Sunlight flinched and coughed. ‘I’m fine, son,’ he wheezed. ‘They gone?’

‘Yes.’ Sunlight rolled onto his back and sat up gingerly, coughing. He spat to his right and wiped his mouth with his bony arm. ‘Sorry I didn’t stop him kicking you,’ Chase apologised. At the same moment he noticed the white film across the old man’s eyes and realised for the first time that the old man was blind.

‘No harm, son. No damage done. Used to it,’ said Sunlight, and a sly grin appeared in the midst of the old man’s dirty grey beard. ‘I long ago learned to curl up and stay still when people like them hit or kick me. They get discouraged by a target that doesn’t want to fight back.’ He coughed and struggled to rise, so Chase offered an arm. ‘I need a piss,’ Sunlight muttered, and he tottered towards the sewer channel to relieve himself. Remembering his own need, Chase joined him. Fresh urine steamed in the channel and
the pungent aroma teased their noses. ‘Don’t care what any man says,’ said Sunlight, whimsically, ‘but a man’s still free as long as he can enjoy a morning piss.’

Chase laughed, and said, ‘You didn’t tell me last night that you can’t see.’

‘You didn’t ask,’ Sunlight replied. ‘And in the dark we’re all blind.’ He finished his toilet and turned. ‘Do you mind leading an old man to the water trough?’ he inquired.

‘A pleasure,’ Chase responded. He took Sunlight’s arm and walked him towards the trough, conscious that their movement was watched by others who looked up despondently from where they sat or leaned against the wall. At the trough, Sunlight pushed aside the green surface scum and scooped a handful of water into his mouth.

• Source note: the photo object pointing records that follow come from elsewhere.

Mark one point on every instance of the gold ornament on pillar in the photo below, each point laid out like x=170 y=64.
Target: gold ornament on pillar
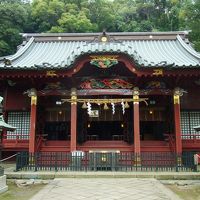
x=136 y=93
x=33 y=94
x=178 y=92
x=34 y=100
x=73 y=96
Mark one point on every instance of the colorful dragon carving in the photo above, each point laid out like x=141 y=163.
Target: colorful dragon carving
x=106 y=84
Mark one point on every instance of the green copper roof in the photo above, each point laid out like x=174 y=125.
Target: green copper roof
x=145 y=50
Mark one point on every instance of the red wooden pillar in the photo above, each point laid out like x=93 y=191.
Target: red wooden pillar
x=136 y=122
x=32 y=144
x=177 y=120
x=73 y=119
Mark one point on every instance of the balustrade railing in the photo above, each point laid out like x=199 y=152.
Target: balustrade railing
x=15 y=136
x=193 y=137
x=106 y=161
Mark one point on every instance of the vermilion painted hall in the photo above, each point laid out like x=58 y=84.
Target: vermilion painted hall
x=130 y=92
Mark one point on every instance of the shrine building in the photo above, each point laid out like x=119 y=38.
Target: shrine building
x=126 y=92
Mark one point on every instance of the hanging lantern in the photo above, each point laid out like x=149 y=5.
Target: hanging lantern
x=84 y=106
x=105 y=106
x=126 y=105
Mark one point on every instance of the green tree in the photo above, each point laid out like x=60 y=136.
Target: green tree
x=13 y=20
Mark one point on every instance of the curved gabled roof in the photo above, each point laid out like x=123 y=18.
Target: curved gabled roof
x=145 y=49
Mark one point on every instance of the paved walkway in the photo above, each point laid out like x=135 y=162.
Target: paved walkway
x=105 y=189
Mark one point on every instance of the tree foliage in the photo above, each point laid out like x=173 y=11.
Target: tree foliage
x=95 y=16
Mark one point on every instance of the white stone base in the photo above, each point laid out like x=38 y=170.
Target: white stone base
x=3 y=186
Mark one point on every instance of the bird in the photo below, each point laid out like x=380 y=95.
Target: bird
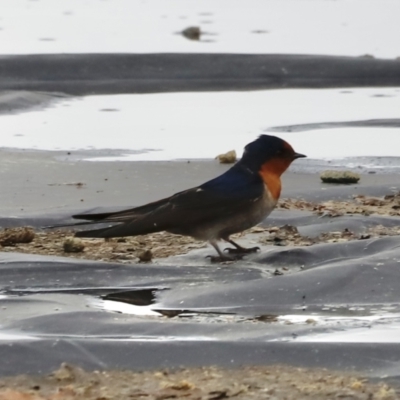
x=237 y=200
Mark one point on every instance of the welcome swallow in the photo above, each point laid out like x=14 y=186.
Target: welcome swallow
x=230 y=203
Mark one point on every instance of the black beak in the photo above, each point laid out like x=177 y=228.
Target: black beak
x=298 y=155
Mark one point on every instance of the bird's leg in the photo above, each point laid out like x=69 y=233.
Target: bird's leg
x=239 y=249
x=221 y=256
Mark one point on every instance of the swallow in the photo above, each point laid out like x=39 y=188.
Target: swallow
x=235 y=201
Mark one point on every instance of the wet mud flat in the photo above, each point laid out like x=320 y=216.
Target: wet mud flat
x=321 y=293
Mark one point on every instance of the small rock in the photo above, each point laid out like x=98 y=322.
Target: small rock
x=227 y=158
x=192 y=33
x=12 y=236
x=73 y=245
x=145 y=256
x=65 y=372
x=345 y=177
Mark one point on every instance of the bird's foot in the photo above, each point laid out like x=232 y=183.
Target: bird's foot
x=242 y=250
x=223 y=258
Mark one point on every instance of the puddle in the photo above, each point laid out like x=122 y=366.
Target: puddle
x=212 y=126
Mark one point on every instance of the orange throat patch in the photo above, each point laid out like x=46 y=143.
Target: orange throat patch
x=271 y=172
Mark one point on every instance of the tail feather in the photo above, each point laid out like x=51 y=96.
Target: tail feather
x=127 y=229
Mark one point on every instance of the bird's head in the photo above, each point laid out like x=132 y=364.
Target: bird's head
x=269 y=153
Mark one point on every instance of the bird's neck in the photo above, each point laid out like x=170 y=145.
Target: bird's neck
x=270 y=173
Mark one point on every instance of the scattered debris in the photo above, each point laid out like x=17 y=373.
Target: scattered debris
x=192 y=33
x=12 y=236
x=345 y=177
x=227 y=158
x=250 y=382
x=145 y=256
x=73 y=245
x=365 y=205
x=163 y=244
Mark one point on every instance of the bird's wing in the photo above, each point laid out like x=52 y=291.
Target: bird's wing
x=222 y=196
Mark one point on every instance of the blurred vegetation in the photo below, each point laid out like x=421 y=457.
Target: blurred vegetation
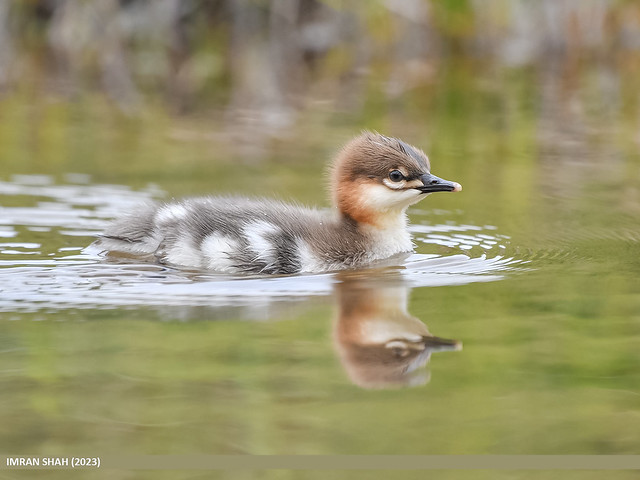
x=262 y=63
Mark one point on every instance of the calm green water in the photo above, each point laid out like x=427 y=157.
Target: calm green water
x=534 y=268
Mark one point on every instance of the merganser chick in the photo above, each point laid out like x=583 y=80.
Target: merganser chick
x=373 y=181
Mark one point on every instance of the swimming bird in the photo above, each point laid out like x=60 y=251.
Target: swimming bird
x=374 y=178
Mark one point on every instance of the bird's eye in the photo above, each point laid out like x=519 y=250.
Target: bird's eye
x=396 y=176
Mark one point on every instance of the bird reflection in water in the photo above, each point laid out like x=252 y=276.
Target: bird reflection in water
x=379 y=343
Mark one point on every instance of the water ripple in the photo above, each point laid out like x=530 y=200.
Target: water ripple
x=43 y=266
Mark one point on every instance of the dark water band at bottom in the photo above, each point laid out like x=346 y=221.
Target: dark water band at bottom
x=338 y=462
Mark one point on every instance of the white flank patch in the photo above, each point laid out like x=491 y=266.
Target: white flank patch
x=171 y=213
x=184 y=253
x=218 y=251
x=257 y=235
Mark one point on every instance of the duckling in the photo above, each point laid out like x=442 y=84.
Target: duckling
x=374 y=179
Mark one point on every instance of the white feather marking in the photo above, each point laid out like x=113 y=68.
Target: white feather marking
x=218 y=251
x=184 y=253
x=171 y=213
x=381 y=198
x=257 y=235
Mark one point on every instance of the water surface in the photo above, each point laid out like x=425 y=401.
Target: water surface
x=528 y=279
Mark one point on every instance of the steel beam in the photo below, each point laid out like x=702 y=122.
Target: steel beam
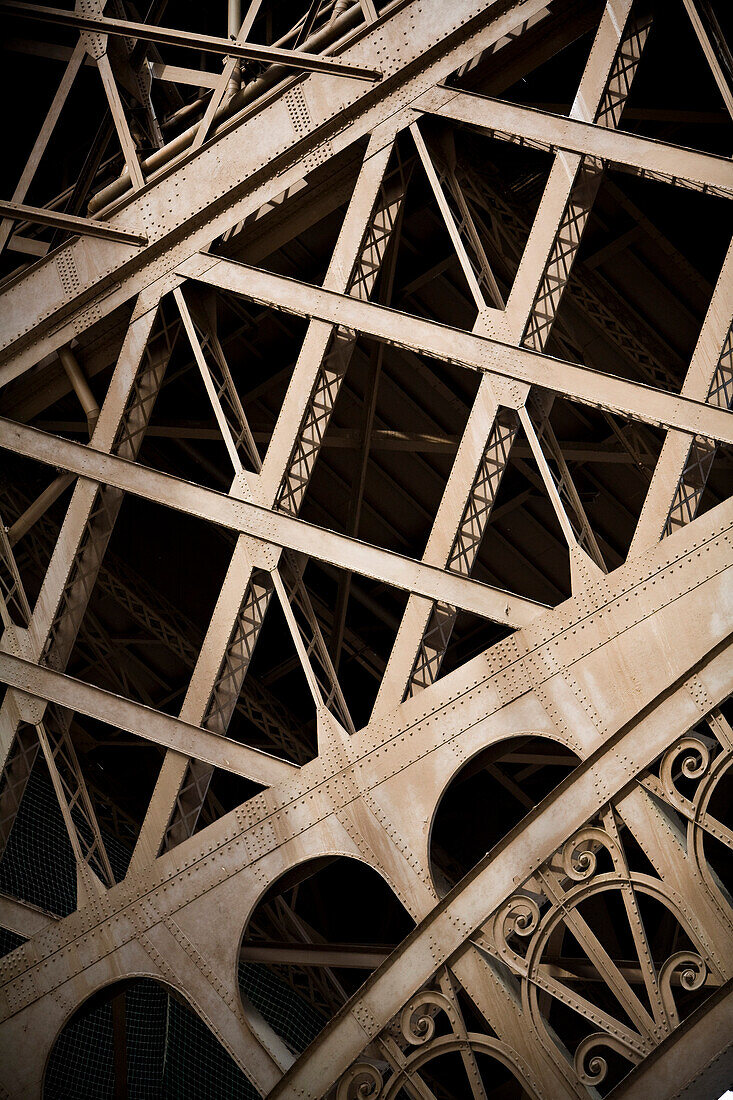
x=274 y=528
x=453 y=345
x=156 y=726
x=172 y=36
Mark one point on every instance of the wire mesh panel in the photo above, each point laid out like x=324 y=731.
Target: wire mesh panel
x=37 y=865
x=292 y=1016
x=146 y=1042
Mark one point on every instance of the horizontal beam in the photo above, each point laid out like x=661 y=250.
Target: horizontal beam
x=369 y=957
x=466 y=349
x=381 y=439
x=85 y=227
x=233 y=176
x=45 y=683
x=274 y=528
x=173 y=36
x=175 y=74
x=559 y=132
x=351 y=956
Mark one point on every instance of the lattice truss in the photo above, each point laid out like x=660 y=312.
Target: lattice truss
x=600 y=923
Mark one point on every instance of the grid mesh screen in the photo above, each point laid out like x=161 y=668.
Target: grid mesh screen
x=294 y=1019
x=171 y=1054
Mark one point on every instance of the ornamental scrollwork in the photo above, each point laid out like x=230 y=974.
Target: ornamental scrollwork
x=598 y=948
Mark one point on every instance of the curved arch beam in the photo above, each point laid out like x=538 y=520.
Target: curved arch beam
x=600 y=778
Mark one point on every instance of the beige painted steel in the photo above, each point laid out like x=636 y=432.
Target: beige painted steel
x=603 y=674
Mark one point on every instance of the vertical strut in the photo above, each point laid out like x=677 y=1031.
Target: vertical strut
x=284 y=475
x=544 y=271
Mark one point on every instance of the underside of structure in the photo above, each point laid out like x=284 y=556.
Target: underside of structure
x=365 y=524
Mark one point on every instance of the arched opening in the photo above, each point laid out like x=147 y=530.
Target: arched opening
x=313 y=939
x=140 y=1038
x=490 y=795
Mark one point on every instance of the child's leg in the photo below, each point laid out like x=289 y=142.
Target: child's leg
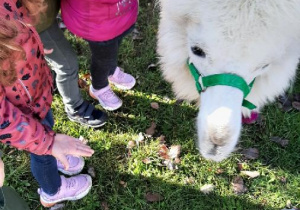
x=44 y=167
x=104 y=62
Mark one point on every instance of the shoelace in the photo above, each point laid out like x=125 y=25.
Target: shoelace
x=70 y=183
x=108 y=94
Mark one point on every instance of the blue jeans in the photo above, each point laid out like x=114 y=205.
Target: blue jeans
x=44 y=167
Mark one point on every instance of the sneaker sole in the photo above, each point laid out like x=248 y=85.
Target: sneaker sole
x=71 y=173
x=103 y=104
x=122 y=87
x=91 y=126
x=81 y=195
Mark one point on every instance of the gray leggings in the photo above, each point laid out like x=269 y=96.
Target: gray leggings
x=64 y=62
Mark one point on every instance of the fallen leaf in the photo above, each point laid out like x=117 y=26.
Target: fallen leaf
x=104 y=205
x=238 y=185
x=154 y=105
x=251 y=153
x=190 y=180
x=124 y=184
x=285 y=103
x=296 y=105
x=153 y=197
x=151 y=66
x=219 y=171
x=174 y=151
x=163 y=151
x=86 y=77
x=136 y=35
x=147 y=161
x=58 y=206
x=162 y=139
x=170 y=165
x=91 y=171
x=208 y=188
x=280 y=141
x=82 y=84
x=130 y=144
x=151 y=130
x=251 y=174
x=83 y=140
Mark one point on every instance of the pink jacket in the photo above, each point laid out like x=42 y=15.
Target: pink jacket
x=99 y=20
x=27 y=101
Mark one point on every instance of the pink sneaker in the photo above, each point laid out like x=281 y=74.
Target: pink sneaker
x=122 y=80
x=73 y=188
x=76 y=165
x=106 y=97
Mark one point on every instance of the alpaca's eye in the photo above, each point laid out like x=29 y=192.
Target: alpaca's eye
x=198 y=51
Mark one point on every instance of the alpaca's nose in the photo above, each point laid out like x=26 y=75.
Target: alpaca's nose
x=219 y=126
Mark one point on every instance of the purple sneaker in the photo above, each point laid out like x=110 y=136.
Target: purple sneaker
x=106 y=97
x=122 y=80
x=76 y=165
x=73 y=188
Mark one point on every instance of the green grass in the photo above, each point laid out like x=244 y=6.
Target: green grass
x=180 y=188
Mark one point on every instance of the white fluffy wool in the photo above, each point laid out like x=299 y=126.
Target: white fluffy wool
x=238 y=37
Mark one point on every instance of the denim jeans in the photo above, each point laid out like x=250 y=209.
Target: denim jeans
x=105 y=59
x=63 y=61
x=44 y=167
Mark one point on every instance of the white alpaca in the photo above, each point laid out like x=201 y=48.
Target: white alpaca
x=250 y=38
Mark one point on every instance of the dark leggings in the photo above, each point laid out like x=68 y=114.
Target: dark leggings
x=104 y=61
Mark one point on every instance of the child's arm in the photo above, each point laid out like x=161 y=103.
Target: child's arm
x=22 y=131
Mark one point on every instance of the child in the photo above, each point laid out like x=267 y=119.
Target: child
x=63 y=61
x=25 y=99
x=103 y=23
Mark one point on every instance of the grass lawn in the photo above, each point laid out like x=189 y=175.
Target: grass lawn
x=125 y=173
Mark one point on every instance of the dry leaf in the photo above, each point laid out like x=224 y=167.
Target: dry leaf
x=190 y=180
x=219 y=171
x=170 y=165
x=147 y=161
x=82 y=84
x=86 y=77
x=280 y=141
x=296 y=105
x=174 y=151
x=91 y=171
x=151 y=130
x=154 y=105
x=130 y=144
x=151 y=66
x=251 y=174
x=238 y=185
x=58 y=206
x=283 y=180
x=153 y=197
x=104 y=205
x=83 y=140
x=240 y=166
x=124 y=184
x=163 y=151
x=208 y=188
x=162 y=139
x=251 y=153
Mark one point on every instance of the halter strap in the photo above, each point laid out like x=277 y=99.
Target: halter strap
x=231 y=80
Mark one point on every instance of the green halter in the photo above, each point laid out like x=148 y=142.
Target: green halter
x=222 y=79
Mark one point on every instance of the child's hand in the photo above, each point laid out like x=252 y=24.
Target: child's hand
x=2 y=174
x=66 y=145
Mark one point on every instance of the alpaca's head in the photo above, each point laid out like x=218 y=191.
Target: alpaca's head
x=244 y=38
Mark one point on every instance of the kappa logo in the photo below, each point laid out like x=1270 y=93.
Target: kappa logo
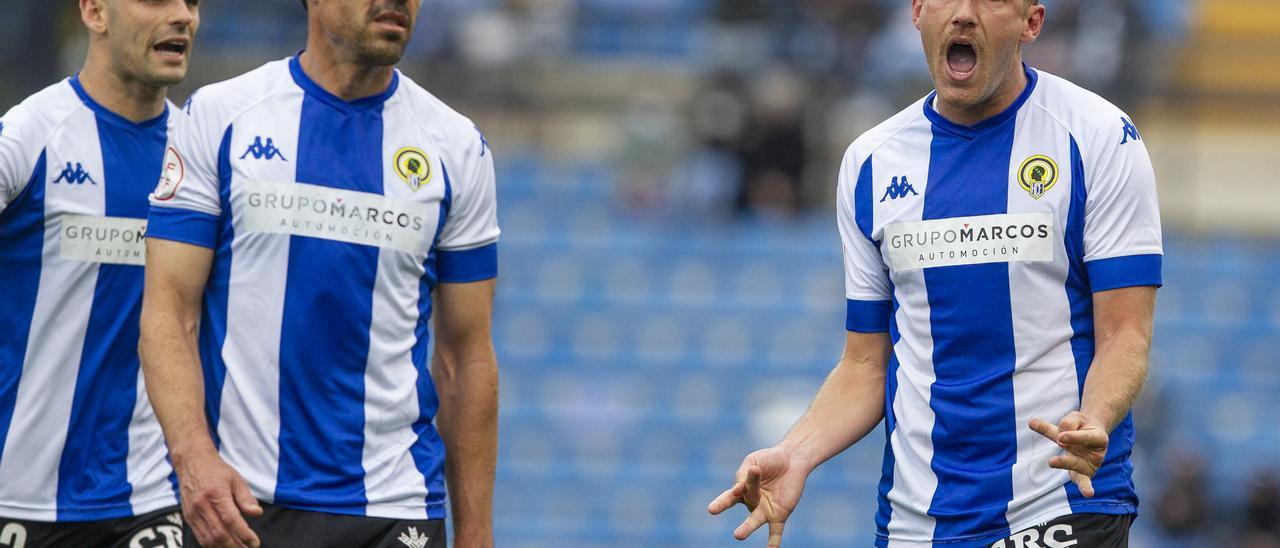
x=484 y=142
x=264 y=151
x=1130 y=131
x=77 y=176
x=899 y=190
x=1037 y=176
x=13 y=535
x=412 y=167
x=414 y=539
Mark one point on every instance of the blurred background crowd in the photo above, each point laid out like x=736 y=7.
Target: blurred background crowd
x=672 y=290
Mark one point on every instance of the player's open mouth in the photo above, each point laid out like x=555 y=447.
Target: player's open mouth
x=961 y=59
x=172 y=49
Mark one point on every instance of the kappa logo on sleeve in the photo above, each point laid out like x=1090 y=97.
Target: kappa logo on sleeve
x=170 y=178
x=1130 y=131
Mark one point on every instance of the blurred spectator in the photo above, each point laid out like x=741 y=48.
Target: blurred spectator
x=1183 y=508
x=1262 y=512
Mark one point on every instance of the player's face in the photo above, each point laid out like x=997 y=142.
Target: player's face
x=151 y=40
x=374 y=32
x=973 y=46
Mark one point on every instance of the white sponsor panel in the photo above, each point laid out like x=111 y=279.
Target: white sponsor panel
x=364 y=218
x=969 y=241
x=109 y=240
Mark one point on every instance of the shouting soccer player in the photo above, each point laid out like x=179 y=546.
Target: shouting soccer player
x=1002 y=251
x=311 y=217
x=82 y=460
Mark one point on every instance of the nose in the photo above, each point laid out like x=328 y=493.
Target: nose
x=965 y=14
x=183 y=14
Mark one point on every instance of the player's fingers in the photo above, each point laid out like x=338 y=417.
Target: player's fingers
x=236 y=525
x=752 y=488
x=1084 y=483
x=1074 y=464
x=215 y=534
x=723 y=502
x=1045 y=429
x=753 y=521
x=1089 y=438
x=1072 y=421
x=245 y=498
x=776 y=534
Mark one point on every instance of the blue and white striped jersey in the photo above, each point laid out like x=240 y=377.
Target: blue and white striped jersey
x=78 y=441
x=978 y=250
x=330 y=223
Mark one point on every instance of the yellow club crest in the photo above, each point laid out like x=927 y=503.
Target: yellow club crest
x=1037 y=176
x=412 y=167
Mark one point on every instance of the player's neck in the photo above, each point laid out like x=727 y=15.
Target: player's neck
x=1005 y=95
x=131 y=99
x=344 y=80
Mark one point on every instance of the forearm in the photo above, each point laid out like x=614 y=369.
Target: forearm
x=469 y=424
x=170 y=366
x=1116 y=377
x=849 y=405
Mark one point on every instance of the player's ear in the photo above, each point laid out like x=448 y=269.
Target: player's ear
x=1034 y=23
x=94 y=14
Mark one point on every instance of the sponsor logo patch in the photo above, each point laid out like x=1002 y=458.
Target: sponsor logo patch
x=364 y=218
x=969 y=241
x=106 y=240
x=174 y=170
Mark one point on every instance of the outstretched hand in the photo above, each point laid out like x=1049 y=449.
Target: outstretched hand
x=1086 y=443
x=769 y=483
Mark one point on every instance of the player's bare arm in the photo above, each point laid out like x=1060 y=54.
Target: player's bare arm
x=1124 y=328
x=849 y=405
x=465 y=369
x=213 y=494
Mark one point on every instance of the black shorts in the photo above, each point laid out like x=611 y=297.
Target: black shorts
x=286 y=528
x=159 y=529
x=1077 y=530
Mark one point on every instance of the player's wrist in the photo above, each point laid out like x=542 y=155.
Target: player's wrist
x=799 y=455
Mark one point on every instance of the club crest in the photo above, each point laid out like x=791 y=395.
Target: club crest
x=1037 y=176
x=412 y=167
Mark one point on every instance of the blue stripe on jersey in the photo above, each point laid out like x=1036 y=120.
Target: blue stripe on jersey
x=868 y=316
x=92 y=473
x=323 y=356
x=22 y=238
x=1112 y=484
x=864 y=205
x=885 y=511
x=429 y=451
x=213 y=323
x=469 y=265
x=1125 y=272
x=183 y=225
x=970 y=314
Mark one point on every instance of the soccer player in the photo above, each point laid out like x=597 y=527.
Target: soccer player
x=1002 y=251
x=312 y=215
x=82 y=460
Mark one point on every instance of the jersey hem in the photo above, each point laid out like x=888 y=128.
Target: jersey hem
x=432 y=511
x=1109 y=507
x=87 y=512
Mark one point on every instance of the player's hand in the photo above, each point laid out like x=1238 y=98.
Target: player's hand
x=769 y=483
x=214 y=502
x=1086 y=442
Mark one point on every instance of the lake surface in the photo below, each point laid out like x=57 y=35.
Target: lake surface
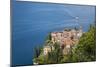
x=32 y=21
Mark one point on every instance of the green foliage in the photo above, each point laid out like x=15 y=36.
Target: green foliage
x=86 y=49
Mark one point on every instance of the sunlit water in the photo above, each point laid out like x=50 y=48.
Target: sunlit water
x=31 y=22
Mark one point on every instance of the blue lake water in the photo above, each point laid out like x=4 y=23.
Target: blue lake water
x=31 y=22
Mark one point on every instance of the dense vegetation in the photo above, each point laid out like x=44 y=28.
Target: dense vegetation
x=84 y=51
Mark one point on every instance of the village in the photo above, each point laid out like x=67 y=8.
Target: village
x=66 y=39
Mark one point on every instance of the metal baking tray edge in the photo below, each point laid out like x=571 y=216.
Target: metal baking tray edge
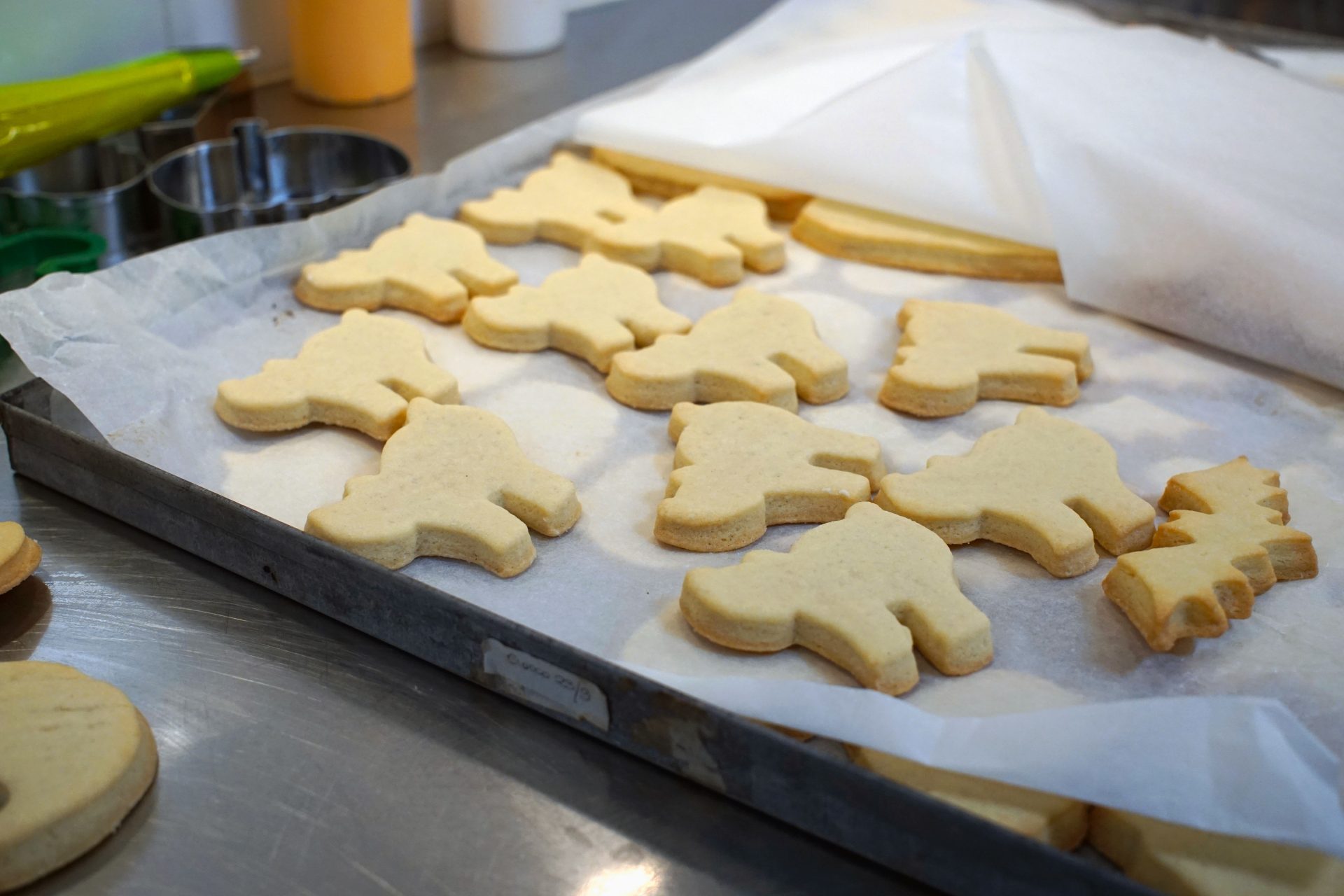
x=828 y=797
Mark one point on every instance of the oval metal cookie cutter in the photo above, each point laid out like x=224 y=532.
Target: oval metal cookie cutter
x=261 y=176
x=97 y=187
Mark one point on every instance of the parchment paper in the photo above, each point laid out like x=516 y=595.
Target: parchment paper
x=1236 y=735
x=1183 y=184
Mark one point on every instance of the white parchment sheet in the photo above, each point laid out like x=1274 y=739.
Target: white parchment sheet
x=1183 y=184
x=1237 y=735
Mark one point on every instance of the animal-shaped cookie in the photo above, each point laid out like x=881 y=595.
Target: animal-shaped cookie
x=708 y=234
x=953 y=354
x=562 y=203
x=742 y=466
x=76 y=757
x=359 y=374
x=1224 y=545
x=757 y=348
x=593 y=312
x=452 y=484
x=860 y=592
x=428 y=266
x=19 y=556
x=1187 y=862
x=895 y=241
x=668 y=181
x=1044 y=485
x=1054 y=820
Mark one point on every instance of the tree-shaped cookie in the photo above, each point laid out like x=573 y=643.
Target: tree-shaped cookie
x=359 y=374
x=1224 y=545
x=708 y=234
x=452 y=484
x=428 y=266
x=860 y=592
x=593 y=312
x=953 y=354
x=1043 y=485
x=562 y=203
x=742 y=466
x=757 y=348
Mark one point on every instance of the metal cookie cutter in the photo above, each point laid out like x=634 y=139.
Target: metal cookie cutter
x=97 y=187
x=261 y=178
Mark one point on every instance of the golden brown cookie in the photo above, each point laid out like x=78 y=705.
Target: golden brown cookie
x=757 y=348
x=708 y=234
x=428 y=266
x=1050 y=818
x=76 y=757
x=1184 y=862
x=955 y=354
x=359 y=374
x=19 y=556
x=592 y=312
x=670 y=181
x=452 y=484
x=1224 y=545
x=562 y=203
x=1044 y=485
x=862 y=592
x=878 y=238
x=742 y=466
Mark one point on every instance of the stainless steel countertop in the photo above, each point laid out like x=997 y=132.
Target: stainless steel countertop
x=302 y=757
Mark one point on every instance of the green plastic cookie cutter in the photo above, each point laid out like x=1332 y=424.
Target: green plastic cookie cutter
x=45 y=250
x=33 y=254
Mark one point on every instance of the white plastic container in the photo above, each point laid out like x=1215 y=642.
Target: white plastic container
x=508 y=27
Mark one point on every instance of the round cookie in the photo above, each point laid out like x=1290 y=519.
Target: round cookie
x=19 y=555
x=77 y=760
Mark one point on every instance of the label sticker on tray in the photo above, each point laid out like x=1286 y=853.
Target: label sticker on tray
x=538 y=681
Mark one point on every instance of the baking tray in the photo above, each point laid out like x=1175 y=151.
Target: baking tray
x=802 y=785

‘How can anyone drink this stuff?’ Chase asked.

‘It’s not as bad as it looks,’ Sunlight replied, straightening up. ‘Let me get you some.’

‘I can help myself,’ Chase replied.

‘I know,’ said Sunlight, ‘but let me get it for you.’ Chase reluctantly watched the old man scoop aside a handful of algae, dip in his hands and lift the water towards him. ‘Try it.’

Chase bent forward and sipped at the offering. The moisture soothed his parched throat. He drank again. When he was finished, he asked, ‘How come it tastes so clean?’

‘I know where to scoop,’ Sunlight replied. ‘It’s why I’ve been able to survive. Most of the new prisoners either dehydrate for fear of drinking this scum or they end up with the running shits because they do drink and get infected.’